While SNP MSPs are still pushing publicly for a vote, there is a growing acceptance in the party hierarchy that none of the Labour, Conservative or Liberal Democrat opposition parties will support a poll before the next Scottish Parliament elections in 2011.
However, party officials are hopeful that a referendum can be held in 2012, with a growing possibility that the Lib Dems will support the Nationalists' call for the people of Scotland to be given their say.
Without the support of at least one of the main opposition parties, the Referendum Bill would not be able to proceed.
Significantly, the Scottish Liberal Democrats will meet today in Dunfermline to discuss the party's position on a referendum, after senior figures openly split on the issue over the past few weeks. While the party is against independence, many believe denying the public a vote could be seen as undemocratic.
A senior SNP source has told The Scotsman that, while they do not expect the Lib Dems – who currently have 16 MSPs – to do an immediate U-turn on the referendum, they anticipate the party will change its position after the 2011 election.
This would give the Lib Dems leverage in possible coalition negotiations, if the SNP is once again returned as Scotland's largest party.
The SNP source said today's Lib Dem conference "is about having a new position for 2011, when they will be looking to negotiate to be part of a coalition".
He went on: "We don't expect that they (the Lib Dems] will change their position immediately, but this is clearly the beginning of a process where their position will change.
"This conference is about keeping a lid on it, but it is also about the how, the why and the when that position will be changed."
John Curtice, a professor of politics at Strathclyde University, said Scots should now "pencil in" the first Thursday of May 2012 as a probable date for an independence poll.
"I think it is clear now that there will not be a referendum next year, and it is clear from these comments that the SNP now accept that," said Prof Curtice, who is one of the UK's leading political analysts.
"We all thought it was dead anyway until the Liberal Democrats announced this conference. Now there is a life-support machine waiting to be attached to it. It looks likely, though, that it will not be attached immediately.
"The SNP are, of course, looking for political leverage to get one, so they will be hoping that the Liberal Democrats will want to use that as political leverage after the Holyrood election in 2011 to get what it wants."
He believed it would be difficult for the Lib Dem leadership to maintain its opposition to a referendum and that the excuse of "it's not what people in the street are worried about" would "wear thin".

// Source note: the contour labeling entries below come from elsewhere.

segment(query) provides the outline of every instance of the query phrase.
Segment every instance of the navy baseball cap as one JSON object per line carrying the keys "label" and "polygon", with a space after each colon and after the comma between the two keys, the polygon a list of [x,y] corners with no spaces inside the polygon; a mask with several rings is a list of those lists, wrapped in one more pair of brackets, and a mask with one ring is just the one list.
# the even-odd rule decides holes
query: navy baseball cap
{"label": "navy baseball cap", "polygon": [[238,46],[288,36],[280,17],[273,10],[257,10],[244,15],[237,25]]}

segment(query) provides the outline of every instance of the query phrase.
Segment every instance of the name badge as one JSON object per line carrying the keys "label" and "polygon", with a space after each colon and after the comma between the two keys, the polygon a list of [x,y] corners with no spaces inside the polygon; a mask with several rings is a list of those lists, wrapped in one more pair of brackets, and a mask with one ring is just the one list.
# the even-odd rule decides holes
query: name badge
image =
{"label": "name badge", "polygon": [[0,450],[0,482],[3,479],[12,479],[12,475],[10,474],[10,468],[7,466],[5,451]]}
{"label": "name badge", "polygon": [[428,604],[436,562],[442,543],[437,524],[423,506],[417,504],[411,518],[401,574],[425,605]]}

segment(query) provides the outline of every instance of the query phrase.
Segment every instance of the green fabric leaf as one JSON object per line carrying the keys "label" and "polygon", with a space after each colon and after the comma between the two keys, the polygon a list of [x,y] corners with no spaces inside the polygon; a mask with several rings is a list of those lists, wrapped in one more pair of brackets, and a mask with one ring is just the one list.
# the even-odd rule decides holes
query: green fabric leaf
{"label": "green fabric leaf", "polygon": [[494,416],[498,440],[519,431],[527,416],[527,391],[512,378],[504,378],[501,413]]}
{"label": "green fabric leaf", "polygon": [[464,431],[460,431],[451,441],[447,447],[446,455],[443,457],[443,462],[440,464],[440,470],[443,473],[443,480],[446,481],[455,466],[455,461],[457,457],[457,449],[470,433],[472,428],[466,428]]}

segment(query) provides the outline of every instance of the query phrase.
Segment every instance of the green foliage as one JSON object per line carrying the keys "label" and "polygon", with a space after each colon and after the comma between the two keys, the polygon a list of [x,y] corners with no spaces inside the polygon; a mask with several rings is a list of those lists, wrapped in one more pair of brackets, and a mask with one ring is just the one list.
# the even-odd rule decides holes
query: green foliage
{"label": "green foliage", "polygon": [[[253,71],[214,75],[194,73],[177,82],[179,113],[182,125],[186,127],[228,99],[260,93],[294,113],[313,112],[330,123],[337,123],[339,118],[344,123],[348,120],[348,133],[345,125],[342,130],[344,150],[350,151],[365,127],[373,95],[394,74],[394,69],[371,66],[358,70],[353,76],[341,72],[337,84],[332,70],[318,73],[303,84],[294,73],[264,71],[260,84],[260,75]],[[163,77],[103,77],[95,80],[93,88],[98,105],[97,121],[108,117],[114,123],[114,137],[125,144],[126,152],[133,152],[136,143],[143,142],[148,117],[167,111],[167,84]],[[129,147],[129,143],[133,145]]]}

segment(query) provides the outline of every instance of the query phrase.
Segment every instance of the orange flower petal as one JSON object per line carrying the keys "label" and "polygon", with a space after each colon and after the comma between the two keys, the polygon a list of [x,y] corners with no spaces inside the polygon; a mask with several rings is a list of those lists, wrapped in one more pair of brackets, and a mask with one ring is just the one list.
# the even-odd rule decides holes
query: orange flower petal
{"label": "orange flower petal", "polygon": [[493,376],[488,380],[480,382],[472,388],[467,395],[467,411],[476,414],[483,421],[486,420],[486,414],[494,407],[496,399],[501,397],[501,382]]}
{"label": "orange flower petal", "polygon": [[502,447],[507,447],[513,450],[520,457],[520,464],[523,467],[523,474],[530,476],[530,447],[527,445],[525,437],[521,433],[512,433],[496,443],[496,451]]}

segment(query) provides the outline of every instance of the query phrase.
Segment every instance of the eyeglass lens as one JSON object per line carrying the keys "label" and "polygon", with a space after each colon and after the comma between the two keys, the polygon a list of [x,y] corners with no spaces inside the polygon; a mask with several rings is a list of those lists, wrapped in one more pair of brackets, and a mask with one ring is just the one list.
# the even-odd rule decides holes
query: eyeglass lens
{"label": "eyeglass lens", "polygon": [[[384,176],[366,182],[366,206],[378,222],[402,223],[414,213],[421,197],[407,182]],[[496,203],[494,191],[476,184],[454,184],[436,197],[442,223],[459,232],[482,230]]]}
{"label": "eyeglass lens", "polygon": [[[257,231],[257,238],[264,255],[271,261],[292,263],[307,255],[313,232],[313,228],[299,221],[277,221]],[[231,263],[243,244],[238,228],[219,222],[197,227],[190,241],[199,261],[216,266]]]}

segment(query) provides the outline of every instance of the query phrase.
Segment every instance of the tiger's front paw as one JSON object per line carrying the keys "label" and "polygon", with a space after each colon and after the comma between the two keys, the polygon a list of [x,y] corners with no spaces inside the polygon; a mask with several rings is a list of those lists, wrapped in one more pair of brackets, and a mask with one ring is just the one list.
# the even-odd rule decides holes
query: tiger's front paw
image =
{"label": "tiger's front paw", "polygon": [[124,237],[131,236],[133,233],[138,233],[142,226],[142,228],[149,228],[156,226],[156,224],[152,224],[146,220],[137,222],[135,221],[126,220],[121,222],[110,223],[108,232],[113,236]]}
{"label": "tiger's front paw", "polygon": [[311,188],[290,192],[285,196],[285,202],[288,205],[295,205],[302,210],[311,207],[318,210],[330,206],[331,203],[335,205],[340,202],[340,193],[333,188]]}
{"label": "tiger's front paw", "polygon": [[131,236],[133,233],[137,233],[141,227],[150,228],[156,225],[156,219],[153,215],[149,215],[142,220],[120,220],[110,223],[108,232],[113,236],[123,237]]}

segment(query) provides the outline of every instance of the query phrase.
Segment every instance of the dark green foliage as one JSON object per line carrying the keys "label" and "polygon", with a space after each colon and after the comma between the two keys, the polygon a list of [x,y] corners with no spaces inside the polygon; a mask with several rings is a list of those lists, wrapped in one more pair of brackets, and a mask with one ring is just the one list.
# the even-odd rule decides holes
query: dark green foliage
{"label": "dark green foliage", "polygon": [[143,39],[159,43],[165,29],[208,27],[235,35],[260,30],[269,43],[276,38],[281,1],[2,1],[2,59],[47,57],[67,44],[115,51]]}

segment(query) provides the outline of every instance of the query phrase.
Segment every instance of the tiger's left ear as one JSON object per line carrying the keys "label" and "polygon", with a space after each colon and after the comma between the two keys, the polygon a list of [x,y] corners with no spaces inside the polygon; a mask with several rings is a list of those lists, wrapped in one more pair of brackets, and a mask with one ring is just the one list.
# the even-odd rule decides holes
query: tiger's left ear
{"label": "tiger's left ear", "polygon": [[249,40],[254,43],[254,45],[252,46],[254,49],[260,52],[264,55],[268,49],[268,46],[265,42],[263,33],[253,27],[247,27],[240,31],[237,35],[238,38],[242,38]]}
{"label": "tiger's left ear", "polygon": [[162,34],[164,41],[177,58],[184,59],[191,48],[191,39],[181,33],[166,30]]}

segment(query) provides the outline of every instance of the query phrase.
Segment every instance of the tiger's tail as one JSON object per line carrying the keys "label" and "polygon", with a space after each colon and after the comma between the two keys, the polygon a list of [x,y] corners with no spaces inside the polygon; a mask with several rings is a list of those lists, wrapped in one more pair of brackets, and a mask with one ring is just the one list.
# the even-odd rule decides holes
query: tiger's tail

He added: "Personally, I would pencil in the first week of May 2012, when the Scottish council elections will be held.
"Tavish Scott (the Scottish Lib Dem leader] would not agree to a referendum on a nationally charged date like St Andrew's Day, so the day of the council elections might be a useful compromise for the SNP to put forward."
Prof Curtice suggested First Minister Alex Salmond would make good on his promise to introduce a multi-option referendum, including the option of greater devolution favoured by the Lib Dems, to start the process of compromise towards an eventual agreement in 2011.
But he warned both parties that the Westminster election result might add further complications, with the possibility of a hung parliament that could see both the SNP and Lib Dems trying to ring out concessions on their different constitutional goals.
The Scottish Lib Dems' debate on independence and the party's position on a referendum will be held behind closed doors today and chaired by former leadership contender Ross Finnie.
It follows a call for a referendum from the Lib Dem MEP George Lyon and the Edinburgh North and Leith candidate Kevin Lang ahead of the party's UK conference in Brighton last month.
Several MSPs, including the veteran John Farquhar Munro, are also believed to back a referendum.
But Mr Scott has consistently opposed holding an independence plebiscite, and it is his firm position that is believed to have been a major reason why the Lib Dems did not go into coalition with the SNP in 2007.
But the party's Scottish leader has been looking increasingly isolated on the issue. A YouGov poll in September showed that 65 per cent of Scottish Lib Dem voters supported a referendum, while only 28 per cent were against.
Yesterday, a senior party source was reported as saying: "It is very likely a clear majority of people are going to speak and vote in favour of the principle of having a referendum."
Last night, a spokeswoman for the Lib Dems said: "We're looking forward to the session at conference at the weekend. This will be a chance for party members to have their say about independence."